Beşir Fuad’ın kaleme aldığı biyografi türündeki eser. Türk edebiyatının ilk “tenkitli biyografi”lerinden sayılan eser, on dokuzuncu asır romantik Fransız tenkidini her cihetiyle Türk edebiyatına getirmesi açısından önemlidir. Victor Hugo, Orhan Okay’a göre İkinci Meşrutiyet’e kadar olan yarım yüzyıllık edebiyat döneminin en ciddi tenkit kitabıdır. Eser, Victor Hugo’nun hayatının yanı sıra romantizm ve realizme dair tenkit ve açıklamaları yönüyle önem taşır. İnci Enginün bu metnin Türk edebiyatında pozitivist tenkidin ilk örneklerinden biri olduğunu kaydeder. Eser, Türk tenkit tarihinde romantizm karşısında realizmin müdafaasına; hayaliyyûn-hakikiyyûn tartışmasına yol açmıştır. Bilge Ercilasun, bu eserde Beşir Fuad’ın devrini aşan hükümlerinin ve yorumlarının bulunduğunu, tarihî bilgi açısından önemli hususlara değindiği, ayrıca edebî ve felsefi inançlarını göstermesi nedeniyle dikkate değer olduğunu ifade eder. Ahmet Hamdi Tanpınar ise Beşir Fuad’ın bu eserde daha ziyade romantizme hücum ettiğini vurgular. Victor Hugo vasıtasıyla Muallim Naci ile Beşir Fuad arasında mektuplaşmalar başlar. Gazetede yayımlanan mektuplar Beşir Fuad’ın intiharından sonra İntikad adı ile neşredilir.
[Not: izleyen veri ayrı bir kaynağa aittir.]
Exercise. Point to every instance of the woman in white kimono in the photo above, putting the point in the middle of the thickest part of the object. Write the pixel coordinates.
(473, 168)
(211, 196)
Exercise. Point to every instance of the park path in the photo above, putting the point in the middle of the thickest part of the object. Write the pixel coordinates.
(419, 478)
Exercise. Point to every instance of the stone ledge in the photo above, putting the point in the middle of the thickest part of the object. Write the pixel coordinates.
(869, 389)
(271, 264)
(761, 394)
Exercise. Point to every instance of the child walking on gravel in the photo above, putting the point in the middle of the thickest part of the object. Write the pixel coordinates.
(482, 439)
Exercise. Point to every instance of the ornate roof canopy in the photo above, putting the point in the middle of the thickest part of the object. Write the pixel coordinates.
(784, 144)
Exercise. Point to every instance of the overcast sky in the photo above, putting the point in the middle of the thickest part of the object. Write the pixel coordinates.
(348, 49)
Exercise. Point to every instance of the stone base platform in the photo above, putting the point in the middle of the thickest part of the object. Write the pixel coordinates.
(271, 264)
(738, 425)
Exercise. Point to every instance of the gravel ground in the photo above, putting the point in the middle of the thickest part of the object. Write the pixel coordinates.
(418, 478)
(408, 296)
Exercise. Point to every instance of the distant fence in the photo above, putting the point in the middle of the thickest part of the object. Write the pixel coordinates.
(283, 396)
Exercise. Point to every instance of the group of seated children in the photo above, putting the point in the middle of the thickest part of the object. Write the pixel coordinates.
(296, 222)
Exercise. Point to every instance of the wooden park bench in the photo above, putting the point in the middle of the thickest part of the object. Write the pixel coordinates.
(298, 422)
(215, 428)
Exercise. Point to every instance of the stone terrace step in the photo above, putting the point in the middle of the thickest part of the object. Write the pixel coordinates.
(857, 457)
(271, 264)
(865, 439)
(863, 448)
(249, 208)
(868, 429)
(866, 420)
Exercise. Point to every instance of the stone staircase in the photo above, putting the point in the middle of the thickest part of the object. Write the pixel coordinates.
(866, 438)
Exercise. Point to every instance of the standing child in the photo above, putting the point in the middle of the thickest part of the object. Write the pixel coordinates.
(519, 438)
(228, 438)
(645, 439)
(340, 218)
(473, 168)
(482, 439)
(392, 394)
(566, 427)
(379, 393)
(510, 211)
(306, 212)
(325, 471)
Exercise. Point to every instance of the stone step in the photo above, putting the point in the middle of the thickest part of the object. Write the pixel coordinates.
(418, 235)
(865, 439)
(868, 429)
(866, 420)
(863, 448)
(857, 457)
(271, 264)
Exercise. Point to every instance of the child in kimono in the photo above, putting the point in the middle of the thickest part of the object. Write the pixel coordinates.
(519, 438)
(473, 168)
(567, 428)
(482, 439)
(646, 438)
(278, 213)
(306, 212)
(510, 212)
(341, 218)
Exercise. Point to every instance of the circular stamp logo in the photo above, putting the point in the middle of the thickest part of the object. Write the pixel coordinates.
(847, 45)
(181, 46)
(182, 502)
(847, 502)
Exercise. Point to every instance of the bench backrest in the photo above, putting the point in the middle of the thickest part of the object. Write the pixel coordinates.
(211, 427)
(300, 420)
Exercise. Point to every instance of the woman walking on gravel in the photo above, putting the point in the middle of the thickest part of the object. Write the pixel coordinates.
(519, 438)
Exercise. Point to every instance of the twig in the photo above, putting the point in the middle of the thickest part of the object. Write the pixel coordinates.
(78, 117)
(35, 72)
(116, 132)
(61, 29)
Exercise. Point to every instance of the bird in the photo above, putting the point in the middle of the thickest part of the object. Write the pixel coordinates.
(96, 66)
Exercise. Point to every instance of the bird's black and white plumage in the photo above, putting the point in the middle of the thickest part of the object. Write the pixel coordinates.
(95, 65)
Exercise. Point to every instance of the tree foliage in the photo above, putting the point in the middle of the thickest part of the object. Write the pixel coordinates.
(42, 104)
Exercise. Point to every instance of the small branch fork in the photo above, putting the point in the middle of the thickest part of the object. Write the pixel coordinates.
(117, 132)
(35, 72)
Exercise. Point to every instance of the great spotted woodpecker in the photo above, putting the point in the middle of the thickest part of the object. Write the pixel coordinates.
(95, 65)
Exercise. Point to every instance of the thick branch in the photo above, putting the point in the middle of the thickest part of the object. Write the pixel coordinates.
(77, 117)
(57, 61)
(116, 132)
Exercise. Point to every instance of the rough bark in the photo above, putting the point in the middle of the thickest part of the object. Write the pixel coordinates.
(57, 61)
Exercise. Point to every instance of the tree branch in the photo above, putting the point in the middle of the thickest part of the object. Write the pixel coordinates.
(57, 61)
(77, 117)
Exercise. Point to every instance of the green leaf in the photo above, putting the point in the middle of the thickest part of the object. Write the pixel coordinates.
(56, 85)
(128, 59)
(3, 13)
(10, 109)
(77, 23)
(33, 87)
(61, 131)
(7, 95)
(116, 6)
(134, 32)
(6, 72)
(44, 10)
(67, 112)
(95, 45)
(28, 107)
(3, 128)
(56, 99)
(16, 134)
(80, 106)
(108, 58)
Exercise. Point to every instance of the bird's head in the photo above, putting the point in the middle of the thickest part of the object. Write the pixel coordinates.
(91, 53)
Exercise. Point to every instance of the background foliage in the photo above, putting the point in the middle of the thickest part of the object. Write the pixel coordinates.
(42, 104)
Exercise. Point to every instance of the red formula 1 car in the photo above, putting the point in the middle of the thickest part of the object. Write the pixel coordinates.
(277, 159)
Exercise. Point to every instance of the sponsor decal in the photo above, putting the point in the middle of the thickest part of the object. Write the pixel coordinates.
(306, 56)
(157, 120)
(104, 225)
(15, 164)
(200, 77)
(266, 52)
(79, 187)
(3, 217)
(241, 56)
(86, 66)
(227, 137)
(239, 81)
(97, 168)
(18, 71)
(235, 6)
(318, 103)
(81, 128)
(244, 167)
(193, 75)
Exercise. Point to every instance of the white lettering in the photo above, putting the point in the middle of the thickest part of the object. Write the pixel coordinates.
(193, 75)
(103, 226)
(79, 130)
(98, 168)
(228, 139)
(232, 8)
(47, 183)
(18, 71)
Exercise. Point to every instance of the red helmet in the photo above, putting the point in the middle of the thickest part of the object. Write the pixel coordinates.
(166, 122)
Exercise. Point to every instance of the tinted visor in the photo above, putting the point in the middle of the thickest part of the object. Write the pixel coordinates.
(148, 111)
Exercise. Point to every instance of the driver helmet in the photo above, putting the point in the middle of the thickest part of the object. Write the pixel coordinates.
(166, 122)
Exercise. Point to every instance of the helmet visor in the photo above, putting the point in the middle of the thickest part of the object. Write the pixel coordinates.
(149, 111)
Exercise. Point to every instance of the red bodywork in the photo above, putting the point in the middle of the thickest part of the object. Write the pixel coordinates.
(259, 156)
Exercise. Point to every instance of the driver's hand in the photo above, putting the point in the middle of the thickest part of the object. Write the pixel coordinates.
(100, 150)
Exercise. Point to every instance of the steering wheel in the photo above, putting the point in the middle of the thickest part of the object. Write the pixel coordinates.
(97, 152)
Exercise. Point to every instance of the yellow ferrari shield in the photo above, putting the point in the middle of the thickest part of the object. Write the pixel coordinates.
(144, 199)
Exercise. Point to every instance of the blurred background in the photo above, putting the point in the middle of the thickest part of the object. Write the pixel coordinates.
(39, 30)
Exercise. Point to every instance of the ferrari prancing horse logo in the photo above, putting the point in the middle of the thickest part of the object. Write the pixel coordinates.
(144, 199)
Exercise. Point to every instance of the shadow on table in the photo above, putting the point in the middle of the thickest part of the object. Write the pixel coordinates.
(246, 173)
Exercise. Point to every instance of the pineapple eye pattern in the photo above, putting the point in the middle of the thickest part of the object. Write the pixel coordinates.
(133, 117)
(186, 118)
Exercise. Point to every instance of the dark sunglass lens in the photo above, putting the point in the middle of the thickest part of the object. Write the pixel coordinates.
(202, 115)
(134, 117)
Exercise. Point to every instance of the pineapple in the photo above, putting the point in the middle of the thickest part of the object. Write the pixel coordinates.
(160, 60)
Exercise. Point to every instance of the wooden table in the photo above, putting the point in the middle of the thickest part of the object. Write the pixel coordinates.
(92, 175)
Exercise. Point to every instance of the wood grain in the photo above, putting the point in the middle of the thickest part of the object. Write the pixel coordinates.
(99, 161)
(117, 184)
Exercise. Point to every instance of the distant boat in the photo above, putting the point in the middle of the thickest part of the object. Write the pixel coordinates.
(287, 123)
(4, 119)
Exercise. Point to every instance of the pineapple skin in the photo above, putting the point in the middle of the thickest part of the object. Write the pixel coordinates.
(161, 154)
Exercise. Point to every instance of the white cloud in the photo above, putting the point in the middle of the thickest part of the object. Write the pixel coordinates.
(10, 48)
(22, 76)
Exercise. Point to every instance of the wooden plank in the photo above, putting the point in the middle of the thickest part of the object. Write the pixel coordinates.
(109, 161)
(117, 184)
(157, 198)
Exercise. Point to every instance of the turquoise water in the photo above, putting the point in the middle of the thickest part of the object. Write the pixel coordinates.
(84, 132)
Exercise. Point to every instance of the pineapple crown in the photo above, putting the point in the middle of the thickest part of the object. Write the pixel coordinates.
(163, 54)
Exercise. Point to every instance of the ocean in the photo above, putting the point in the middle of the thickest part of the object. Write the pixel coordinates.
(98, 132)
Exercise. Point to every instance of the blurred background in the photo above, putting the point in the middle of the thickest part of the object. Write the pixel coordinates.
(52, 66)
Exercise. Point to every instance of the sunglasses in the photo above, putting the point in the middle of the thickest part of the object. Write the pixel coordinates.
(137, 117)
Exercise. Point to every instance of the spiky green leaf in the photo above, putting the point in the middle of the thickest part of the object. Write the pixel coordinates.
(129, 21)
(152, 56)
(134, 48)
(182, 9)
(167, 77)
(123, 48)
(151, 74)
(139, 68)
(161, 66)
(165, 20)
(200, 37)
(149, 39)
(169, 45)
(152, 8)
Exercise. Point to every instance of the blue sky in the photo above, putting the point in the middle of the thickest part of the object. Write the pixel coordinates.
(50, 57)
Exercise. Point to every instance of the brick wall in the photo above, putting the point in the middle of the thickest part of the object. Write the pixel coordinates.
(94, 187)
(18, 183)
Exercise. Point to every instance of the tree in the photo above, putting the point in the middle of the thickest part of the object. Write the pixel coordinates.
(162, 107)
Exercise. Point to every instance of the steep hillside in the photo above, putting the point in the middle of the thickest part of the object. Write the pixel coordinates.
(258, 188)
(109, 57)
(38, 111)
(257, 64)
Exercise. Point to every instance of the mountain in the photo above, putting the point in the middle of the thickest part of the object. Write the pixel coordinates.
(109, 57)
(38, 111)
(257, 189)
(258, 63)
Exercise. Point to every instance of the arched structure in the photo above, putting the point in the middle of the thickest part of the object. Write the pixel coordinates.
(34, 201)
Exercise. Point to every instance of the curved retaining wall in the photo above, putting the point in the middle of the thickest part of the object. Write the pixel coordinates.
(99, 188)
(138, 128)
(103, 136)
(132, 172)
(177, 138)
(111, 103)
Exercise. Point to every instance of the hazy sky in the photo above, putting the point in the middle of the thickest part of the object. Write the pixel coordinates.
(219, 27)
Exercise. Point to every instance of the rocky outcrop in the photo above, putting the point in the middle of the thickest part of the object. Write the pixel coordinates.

“Mukaddime”, “Hâtime” ve on dört fasıldan oluşan eserde Victor Hugo’nun aile, sanat, siyaset hayatı ele alınır. Her bölümün girişinde “Hulâsa” alt başlığı ile içerik özeti verilir. Eserin kaleme alınış nedeninin açıklandığı “Mukaddime” bölümünde yazar, Victor Hugo'dan hareketle geleneğin reddi ve yeniliğin kabulü üzerinde durur. Victor Hugo’nun sekseninci yaş gününden bir kesit sunarak geleneğe bağlı kişi veya toplumların teceddüdün düşmanı olsalar da bir gün mutlaka yeniliğin savunucusu deha sahibi kişilere ve hakikati yansıtan fikirlere haklarını teslim edeceklerini belirtir. Beşir Fuad’ın “Avrupa şuarâsının kutbu” olarak nitelediği Victor Hugo’nun Fransızlar nazarındaki saygınlığı, seksen yaşına girdiği 1882 yılında  birbirlerinin hasmı olan farklı görüşlerdeki fırkaların; soylu, edip, âlim ve devlet erkânından ileri gelenlerin  yazarın huzurunda bir araya gelmesini sağlayacak kadar nüfuzlu bir kimliğe sahip oluşuyla vurgulanır. Yarım asır önceki Fransız gazetelerinde eserleri tenkit edilen; hakkında edebiyatı öldürdüğü, toplumu ahlâksızlığa sürüklediği, zararlı fikirlere sahip olduğu yönünde eleştiriler yapılan Victor Hugo, yarım asır sonra aynı toplum nazarında oldukça saygın bir yer kazanmıştır. Cemiyetin yazara ve eserlerine bakış açısındaki değişimin nedeninin “fıtrat-ı beşer”de aranması gerektiğini vurgulayan Beşir Fuad’a göre Victor Hugo bir yenilikçidir ve insan fıtratı daima teceddüdün düşmanıdır. Victor Hugo’nun zamanında Fransız edipleri fikir, ifade, his ve tüm yönelişlerinde Yunan ve Roma şairlerini taklit etmekle yetinip geleneğin dışına çıkmayı kabul etmemişlerdir. Okurların beklentisi de yine geleneğin devamını eserlerde görebilmektir. Fen ve edebiyat bilimlerinde gelenek karşısında yeniliğin kabul edilmesinin zorluğunu açıklayan yazar, tercüme-i hâlini kaleme aldığı Victor Hugo’nun hayatının “bir fikr-i selimin bevâtıl üzerine galebe edebilmesi için geçtiği edvâr-ı muhtelifenin tarihini” yansıttığını belirtir. Muharrir, hayaliyyûn mesleği karşısında hakikiyyûn cephesinde bulunduğu hâlde, romantizmi savunan yazarlardan kimsenin Victor Hugo’nun Türkçe tercüme-i hâlini kaleme almamasını bir eksiklik olarak görür ve eserini, dehasını yücelttiği Hugo’nun hayatının meçhul kalmasını istemediği için kaleme aldığını bildirir.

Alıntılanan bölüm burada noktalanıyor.